Oyun İçinde Oyun; Bir Kumardan Ötekine, Ya Tutarsa…
Yönetmen Mark Levitas, bizi kıskavrak yakalayıp tam anlamıyla çevrimsel bir döngüye alıyor. Çünkü her an birer umut tacirine dönüşen dört karakter, halkalar halinde farklı bir umut diyalektiği doğrultusunda sürekli baloncuklarla hayaller üretip umuttan umutsuzluğa kayıyor, ardı sıra hemen yeni umuda yönelip oyun içinde oyunla masaldan masala uçuruyor diyebiliriz bizi.
Burada, bütün bu dramatik çatışmaların, kopuşlarla ayrılışların düz bir çizgide gitmediğini bilmem söylemeye gerek var mı? Yönetmenin hüneri de, olayı dümdüz, sıradan aktarırken, insan yaşamında bunun nasıl sıra dışı bir olağanüstülük taşıdığını yansıtmasında kendini gösteriyor. Olağanı anlatıyormuş gibi görünüp olağan dışını verebilmesi, bir masal havasında bunu aktarabilmesi, öyle ya şaşırtmacalı güzellik kazandırıyor sahneye.

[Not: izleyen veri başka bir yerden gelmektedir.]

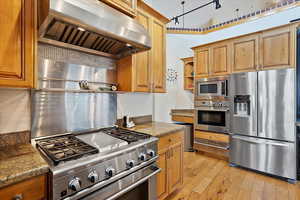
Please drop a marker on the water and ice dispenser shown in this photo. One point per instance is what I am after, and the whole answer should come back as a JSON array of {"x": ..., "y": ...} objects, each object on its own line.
[{"x": 242, "y": 105}]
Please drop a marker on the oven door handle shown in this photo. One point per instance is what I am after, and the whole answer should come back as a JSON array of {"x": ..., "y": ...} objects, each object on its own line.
[
  {"x": 157, "y": 170},
  {"x": 212, "y": 109}
]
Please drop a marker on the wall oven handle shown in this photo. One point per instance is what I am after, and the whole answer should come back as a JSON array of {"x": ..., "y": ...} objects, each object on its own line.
[{"x": 157, "y": 170}]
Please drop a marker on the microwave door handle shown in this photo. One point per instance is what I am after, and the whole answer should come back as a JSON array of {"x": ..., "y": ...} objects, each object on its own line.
[{"x": 226, "y": 88}]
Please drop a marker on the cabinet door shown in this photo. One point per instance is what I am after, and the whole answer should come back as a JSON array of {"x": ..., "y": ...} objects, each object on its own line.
[
  {"x": 202, "y": 62},
  {"x": 220, "y": 59},
  {"x": 162, "y": 176},
  {"x": 175, "y": 172},
  {"x": 277, "y": 48},
  {"x": 245, "y": 53},
  {"x": 126, "y": 6},
  {"x": 142, "y": 60},
  {"x": 17, "y": 43},
  {"x": 158, "y": 56}
]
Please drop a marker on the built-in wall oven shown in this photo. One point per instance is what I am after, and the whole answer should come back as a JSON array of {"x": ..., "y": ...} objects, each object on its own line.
[
  {"x": 207, "y": 88},
  {"x": 212, "y": 116}
]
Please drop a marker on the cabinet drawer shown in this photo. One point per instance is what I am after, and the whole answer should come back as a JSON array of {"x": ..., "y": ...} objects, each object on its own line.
[
  {"x": 212, "y": 136},
  {"x": 169, "y": 140},
  {"x": 32, "y": 189}
]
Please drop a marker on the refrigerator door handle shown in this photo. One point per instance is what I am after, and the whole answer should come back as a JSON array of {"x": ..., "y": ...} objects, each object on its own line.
[
  {"x": 248, "y": 139},
  {"x": 255, "y": 141}
]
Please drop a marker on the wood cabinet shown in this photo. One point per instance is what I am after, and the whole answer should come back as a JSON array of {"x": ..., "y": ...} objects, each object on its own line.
[
  {"x": 270, "y": 49},
  {"x": 170, "y": 151},
  {"x": 31, "y": 189},
  {"x": 214, "y": 144},
  {"x": 188, "y": 68},
  {"x": 126, "y": 6},
  {"x": 212, "y": 60},
  {"x": 17, "y": 47},
  {"x": 202, "y": 61},
  {"x": 245, "y": 53},
  {"x": 146, "y": 71},
  {"x": 159, "y": 56},
  {"x": 278, "y": 48},
  {"x": 220, "y": 59}
]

Ne ki dört oyuncu, Fairfly’e apayrı bir ruh katıyor. Bunu, karakterleri, hakkını vererek bütün ayrıntıları ustalıkla yansıtmaktan kaynaklanan, gerçekliği pekiştirerek nokta koyan tutumla sağlıyor. Ayrıntıları hakkıyla yansıtıp gerçektenlik duygusunu alabildiğine köpürten dört oyuncunun adını özellikle anmak zorunlu: Atakan Akarsu, Begüm Akkaya, Tuğçe Altuğ, Barış Gönenen.
Türk tiyatrosu, GalataPerform’u korumak, kollamak zorunda değil yalnız, perde açımını kim bilir ne güçlüklerle sürdürüp yaşam savaşımı veren topluluğu, ülkenin yangında ilk kurtarılacak “kültür hazinesi” bağlamında da alabilmeli.
Oyun İçinde Oyun; “Fairfly”, Ütopyadan Distopyaya…
Sonuçta ayakları yere basan, gelecek kaygısına uzandığı emeçleriyle insan dünyasına yönelik açmazları sergileyen bir oyun Fairfly. Oyun içinde oyun biçemiyle her karakterin bireysel dünyasına da dalıp bu umut yolculuğunun umutsuzlukla nasıl kesintiye uğradığını gözlerken aslında bir kara anlatıyla kuşatılıp nasıl bir distopyayla yüz yüze geldiğimizi kavrıyoruz.
Oyunun adı: Fairfly. Bu oyun oynanmalı, bu oyun izlenmeli.